Latency compounds the capability issue. Claude Code’s agentic mode issues many sequential model calls during a single session. Each call involves Claude Code sending the full conversation context, the model generating a response, and the tool-use loop executing the result before the next call begins. The 30 to 50 token/second throughput that feels acceptable for a single interactive query starts to feel slow when you are watching Claude Code work through a multi-step plan with ten or fifteen tool calls. The time adds up in a way that the raw throughput numbers do not fully convey.

The Composability Pattern

What is worth noting beyond the specific tools is the structural pattern that makes this work. LM Studio exposes an OpenAI-compatible API. LiteLLM translates that to Anthropic-compatible format. Claude Code points at the translation layer via an environment variable.

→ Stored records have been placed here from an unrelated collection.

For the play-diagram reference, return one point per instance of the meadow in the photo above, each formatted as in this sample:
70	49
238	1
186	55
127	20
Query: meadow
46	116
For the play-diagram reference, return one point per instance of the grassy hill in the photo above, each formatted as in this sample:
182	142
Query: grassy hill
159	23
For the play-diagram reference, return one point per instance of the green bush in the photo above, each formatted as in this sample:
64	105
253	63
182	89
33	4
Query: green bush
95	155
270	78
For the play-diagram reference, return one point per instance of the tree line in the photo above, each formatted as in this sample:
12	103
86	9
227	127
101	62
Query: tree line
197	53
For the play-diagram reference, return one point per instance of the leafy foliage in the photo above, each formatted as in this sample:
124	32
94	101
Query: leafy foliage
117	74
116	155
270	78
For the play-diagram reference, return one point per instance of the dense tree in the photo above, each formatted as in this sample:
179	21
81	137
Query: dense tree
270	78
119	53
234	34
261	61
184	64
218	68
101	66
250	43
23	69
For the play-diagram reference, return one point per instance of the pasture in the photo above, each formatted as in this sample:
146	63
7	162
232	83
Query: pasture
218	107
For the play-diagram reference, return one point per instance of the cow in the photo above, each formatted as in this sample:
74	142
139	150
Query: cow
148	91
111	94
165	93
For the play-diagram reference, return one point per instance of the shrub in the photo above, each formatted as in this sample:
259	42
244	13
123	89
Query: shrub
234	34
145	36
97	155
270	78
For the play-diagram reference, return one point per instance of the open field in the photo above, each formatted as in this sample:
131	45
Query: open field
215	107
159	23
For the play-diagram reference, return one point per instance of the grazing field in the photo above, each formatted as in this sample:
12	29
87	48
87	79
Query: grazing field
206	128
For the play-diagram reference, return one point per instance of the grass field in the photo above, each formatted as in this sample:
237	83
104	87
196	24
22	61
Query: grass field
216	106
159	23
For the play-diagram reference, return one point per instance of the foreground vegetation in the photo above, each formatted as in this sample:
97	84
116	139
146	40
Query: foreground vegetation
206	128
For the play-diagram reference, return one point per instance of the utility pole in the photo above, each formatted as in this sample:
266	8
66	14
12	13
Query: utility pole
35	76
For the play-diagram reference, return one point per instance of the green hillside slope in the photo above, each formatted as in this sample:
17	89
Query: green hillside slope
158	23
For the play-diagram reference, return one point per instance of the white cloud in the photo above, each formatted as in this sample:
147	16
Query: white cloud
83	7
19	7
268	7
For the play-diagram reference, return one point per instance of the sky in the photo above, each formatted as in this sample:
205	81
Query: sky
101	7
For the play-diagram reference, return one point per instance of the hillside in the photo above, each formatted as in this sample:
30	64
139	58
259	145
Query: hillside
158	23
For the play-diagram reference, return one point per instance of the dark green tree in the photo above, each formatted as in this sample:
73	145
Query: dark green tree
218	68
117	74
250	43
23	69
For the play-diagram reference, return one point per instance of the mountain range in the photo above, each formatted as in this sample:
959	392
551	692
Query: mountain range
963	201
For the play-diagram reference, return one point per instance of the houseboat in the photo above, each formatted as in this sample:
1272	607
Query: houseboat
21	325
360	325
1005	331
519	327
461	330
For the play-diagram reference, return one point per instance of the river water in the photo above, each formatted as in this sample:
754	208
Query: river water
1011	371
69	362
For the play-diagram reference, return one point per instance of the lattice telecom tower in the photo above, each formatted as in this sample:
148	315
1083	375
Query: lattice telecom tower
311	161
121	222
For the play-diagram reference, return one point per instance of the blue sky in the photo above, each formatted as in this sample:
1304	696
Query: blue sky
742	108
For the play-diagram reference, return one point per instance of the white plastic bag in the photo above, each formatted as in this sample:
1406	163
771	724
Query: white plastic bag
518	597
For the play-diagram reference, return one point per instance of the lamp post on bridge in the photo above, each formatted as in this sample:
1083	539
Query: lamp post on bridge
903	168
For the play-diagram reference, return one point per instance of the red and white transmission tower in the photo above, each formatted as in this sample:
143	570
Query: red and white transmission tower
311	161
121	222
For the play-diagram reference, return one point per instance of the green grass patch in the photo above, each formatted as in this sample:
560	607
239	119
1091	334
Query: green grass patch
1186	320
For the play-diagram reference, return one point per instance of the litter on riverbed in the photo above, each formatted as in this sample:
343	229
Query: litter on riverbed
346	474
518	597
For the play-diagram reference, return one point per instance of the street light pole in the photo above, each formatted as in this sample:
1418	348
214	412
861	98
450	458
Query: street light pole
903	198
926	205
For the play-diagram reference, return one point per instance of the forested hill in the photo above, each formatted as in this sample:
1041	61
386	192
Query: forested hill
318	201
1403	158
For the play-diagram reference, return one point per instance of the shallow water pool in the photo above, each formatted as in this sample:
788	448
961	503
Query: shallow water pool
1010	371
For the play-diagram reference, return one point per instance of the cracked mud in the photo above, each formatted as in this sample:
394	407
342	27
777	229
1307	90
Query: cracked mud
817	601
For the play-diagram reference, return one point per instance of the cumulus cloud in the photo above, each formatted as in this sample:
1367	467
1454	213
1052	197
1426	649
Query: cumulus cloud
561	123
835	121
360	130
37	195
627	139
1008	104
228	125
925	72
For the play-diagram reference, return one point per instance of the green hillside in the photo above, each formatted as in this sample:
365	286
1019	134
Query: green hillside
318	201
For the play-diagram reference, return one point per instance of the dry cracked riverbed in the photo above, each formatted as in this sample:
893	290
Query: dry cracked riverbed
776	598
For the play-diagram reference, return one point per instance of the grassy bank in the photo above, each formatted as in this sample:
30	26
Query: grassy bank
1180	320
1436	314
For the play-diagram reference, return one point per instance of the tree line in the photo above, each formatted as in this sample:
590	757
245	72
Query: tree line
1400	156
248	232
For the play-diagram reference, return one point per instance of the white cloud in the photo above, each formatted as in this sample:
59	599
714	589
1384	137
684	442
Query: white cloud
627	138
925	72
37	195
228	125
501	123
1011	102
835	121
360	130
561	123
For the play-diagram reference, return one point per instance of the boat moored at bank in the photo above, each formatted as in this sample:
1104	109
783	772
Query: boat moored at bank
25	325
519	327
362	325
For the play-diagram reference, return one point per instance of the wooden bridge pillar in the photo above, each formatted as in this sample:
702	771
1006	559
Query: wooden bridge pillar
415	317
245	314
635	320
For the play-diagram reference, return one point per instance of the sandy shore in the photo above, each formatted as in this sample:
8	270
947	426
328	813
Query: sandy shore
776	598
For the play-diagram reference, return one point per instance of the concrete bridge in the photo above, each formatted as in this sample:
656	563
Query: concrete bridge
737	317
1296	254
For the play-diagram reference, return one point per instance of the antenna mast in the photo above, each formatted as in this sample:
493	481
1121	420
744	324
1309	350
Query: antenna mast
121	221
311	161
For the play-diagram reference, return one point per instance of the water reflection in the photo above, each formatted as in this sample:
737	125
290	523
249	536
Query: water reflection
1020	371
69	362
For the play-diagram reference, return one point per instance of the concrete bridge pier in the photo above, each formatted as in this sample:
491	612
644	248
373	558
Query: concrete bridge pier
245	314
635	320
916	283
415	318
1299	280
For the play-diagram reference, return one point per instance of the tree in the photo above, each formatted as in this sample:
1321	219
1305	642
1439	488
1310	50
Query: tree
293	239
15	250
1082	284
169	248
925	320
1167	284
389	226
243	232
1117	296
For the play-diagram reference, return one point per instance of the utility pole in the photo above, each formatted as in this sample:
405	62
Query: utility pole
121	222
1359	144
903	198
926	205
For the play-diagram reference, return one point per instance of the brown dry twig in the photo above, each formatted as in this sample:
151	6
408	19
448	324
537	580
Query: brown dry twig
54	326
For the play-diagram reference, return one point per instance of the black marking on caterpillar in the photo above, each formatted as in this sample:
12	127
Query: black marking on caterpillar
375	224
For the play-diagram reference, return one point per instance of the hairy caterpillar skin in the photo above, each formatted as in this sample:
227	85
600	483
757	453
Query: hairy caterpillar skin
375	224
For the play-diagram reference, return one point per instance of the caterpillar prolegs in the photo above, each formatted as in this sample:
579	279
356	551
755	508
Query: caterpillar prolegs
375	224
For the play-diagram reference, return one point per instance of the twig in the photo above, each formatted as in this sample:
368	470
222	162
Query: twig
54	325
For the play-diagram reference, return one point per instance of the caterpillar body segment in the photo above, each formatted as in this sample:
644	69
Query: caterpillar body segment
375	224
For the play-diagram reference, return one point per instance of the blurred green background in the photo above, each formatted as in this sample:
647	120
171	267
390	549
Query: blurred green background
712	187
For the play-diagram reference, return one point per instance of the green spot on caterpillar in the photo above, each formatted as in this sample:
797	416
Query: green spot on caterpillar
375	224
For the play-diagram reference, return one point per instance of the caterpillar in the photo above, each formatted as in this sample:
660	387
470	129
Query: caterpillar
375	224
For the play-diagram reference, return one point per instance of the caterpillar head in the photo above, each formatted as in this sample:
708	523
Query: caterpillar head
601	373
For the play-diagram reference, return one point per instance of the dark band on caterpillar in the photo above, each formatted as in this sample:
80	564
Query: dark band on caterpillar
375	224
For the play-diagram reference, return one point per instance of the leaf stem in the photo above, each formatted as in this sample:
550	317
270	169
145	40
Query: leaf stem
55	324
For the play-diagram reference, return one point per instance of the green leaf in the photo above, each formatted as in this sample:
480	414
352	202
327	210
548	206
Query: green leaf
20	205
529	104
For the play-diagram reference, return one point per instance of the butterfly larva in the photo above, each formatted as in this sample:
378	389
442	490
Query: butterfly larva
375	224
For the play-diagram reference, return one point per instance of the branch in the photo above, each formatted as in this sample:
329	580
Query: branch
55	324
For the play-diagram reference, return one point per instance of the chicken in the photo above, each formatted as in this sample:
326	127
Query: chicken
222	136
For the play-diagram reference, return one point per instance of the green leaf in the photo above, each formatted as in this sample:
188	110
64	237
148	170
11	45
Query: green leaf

None of this required patching any of the three tools; it is pure composition at the protocol level, and each component remains independently replaceable.

Ollama can substitute for LM Studio in the same slot and exposes the same OpenAI-compatible endpoint. A different model can substitute for Gemma 4 with only a model name change. The HN discussion includes people running variations with different models for different task types, routing by context length requirements or task category. Some are running it inside dev containers so the entire local inference stack is portable with the project.

None of these variations are complicated once you understand where the protocol boundary sits. The inference server speaks OpenAI format, the proxy translates to whatever format the client needs, and the client configuration points at the proxy. The API format, not the specific model or serving infrastructure, is the stable integration point. That is the part worth internalizing if you plan to build on top of any of these tools.